For most people, the first bank account they will have will likely be a savings account. This traditional account pays you interest in exchange for you keeping your money with the institution.
Different financial institutions have different rules and interest rates, which can make the world of savings accounts tricky to navigate. However, once you understand the basic concepts of how savings and interest work, you will have all the tools you need to make an informed decision.
Minimum Balances and Deposits
Some accounts require you to keep a minimum daily or monthly balance. Others may require a regular minimum deposit to maintain the account. For most banks, this is to keep you loyal to banking with them and lessens the chances that customers will shuffle their funds between institutions.
Before opening a savings account that requires minimum deposits and balances, find out what sort of fees you’ll encounter should you fail to meet the requirements. If minimum balances are likely to be a burden for you, talk to a banking representative to find an account that has no such obligations.
Calculating Interest Rates
If figuring out how much interest you’ll earn has you scratching your head, you are not alone. Savings rates are expressed in annual rates, not daily or monthly.
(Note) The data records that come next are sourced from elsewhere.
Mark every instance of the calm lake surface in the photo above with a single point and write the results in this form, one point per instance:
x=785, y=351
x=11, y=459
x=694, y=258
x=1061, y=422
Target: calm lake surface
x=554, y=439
So even on a daily savings account, you must first work out the annual interest, and then calculate the daily amount.
For example, if your bank is offering 1.2% interest and you have a balance of $1000 this is this is the calculation:
$1000 x 0.012 = $12.
$12/365 days = 0.032, rounded to 0.03
$0.03 is your daily interest earning. If interest is paid out monthly, then at the end of a 30-day month, the interest earned will be $0.03 x 30 for a total of $0.90 in interest.
Compound Interest
Using the above interest rate, it appears that if you don’t add any other money to your savings account, after one year you will earn $12 in interest. However, with compounded interest, the annual interest you earn may be a little higher than that.
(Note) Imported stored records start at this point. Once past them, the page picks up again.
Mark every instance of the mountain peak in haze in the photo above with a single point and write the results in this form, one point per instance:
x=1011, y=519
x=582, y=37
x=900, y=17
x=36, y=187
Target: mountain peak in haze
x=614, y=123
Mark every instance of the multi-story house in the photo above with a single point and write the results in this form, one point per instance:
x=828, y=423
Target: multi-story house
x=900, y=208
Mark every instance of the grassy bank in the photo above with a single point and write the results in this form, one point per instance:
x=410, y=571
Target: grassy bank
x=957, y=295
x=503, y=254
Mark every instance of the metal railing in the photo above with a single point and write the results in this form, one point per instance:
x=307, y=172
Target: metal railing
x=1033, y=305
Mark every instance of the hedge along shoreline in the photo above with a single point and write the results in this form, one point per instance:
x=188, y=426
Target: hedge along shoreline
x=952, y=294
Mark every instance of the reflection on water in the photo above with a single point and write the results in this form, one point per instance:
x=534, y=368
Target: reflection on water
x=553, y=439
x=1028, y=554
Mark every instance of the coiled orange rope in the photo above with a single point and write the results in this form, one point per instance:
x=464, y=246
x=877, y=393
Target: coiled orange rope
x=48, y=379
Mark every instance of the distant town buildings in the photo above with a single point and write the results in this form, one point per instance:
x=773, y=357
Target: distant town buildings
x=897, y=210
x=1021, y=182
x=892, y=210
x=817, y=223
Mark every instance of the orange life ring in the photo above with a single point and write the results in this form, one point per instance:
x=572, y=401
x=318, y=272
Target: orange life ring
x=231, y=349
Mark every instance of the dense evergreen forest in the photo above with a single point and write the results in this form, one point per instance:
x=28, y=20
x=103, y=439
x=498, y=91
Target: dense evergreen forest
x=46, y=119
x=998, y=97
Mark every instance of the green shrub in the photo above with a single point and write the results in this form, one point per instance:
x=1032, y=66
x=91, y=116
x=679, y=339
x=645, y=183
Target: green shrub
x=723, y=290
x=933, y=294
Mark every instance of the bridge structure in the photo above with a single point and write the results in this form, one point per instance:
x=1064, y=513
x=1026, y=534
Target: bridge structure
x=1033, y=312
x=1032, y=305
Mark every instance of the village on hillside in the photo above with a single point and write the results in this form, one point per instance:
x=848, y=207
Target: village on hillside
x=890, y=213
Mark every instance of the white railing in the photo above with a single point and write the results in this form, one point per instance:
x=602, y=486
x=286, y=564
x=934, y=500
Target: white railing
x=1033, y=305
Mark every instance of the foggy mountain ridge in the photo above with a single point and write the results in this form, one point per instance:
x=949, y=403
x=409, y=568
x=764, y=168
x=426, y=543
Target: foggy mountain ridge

Compounding is putting two things together to be one. Think about compound words, such as cart and wheel compounded to become cartwheel. With compound interest, the interest becomes part of the principal.
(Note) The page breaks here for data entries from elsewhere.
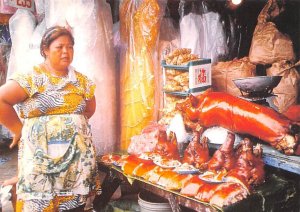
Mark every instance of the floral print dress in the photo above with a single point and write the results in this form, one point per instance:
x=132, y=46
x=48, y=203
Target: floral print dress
x=57, y=167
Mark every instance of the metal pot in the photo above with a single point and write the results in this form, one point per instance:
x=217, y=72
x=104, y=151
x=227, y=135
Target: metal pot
x=258, y=85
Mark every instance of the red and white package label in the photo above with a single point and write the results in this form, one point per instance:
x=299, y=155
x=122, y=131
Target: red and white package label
x=200, y=75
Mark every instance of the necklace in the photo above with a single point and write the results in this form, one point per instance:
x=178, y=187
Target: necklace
x=53, y=72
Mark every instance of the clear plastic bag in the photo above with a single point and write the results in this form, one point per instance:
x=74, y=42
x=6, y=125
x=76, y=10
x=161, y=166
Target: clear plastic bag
x=202, y=30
In this example, after the first month, the principal is no longer $1000 dollars, but instead, $1000.90. So for the following month, the interest is calculated on this new balance. After one year, even with no other deposits to the account, the actual amount of interest you’ve earned is $12.07, thanks to monthly compounding.
While interest can be compounded annually on some banking products, for savings accounts, it is usually compounded and paid monthly.
APR vs APY
Now that you know how interest is calculated, you also understand APR and APY.
APR stands for annual percentage rate. In this case, the annual percentage rate is 1.2%. APY is referring to the full amount you will earn at the end of the year, when compounding is included, expressed in a percentage. It’s called the annual percentage yield. So, for this example, the annual percentage yield is 1.207%.
Understanding the rules of savings accounts makes it easier to choose the right type of account to help your savings grow. Of course, adding a little each week or month is the best way to ensure you have money set aside for future plans, while also collecting valuable interest.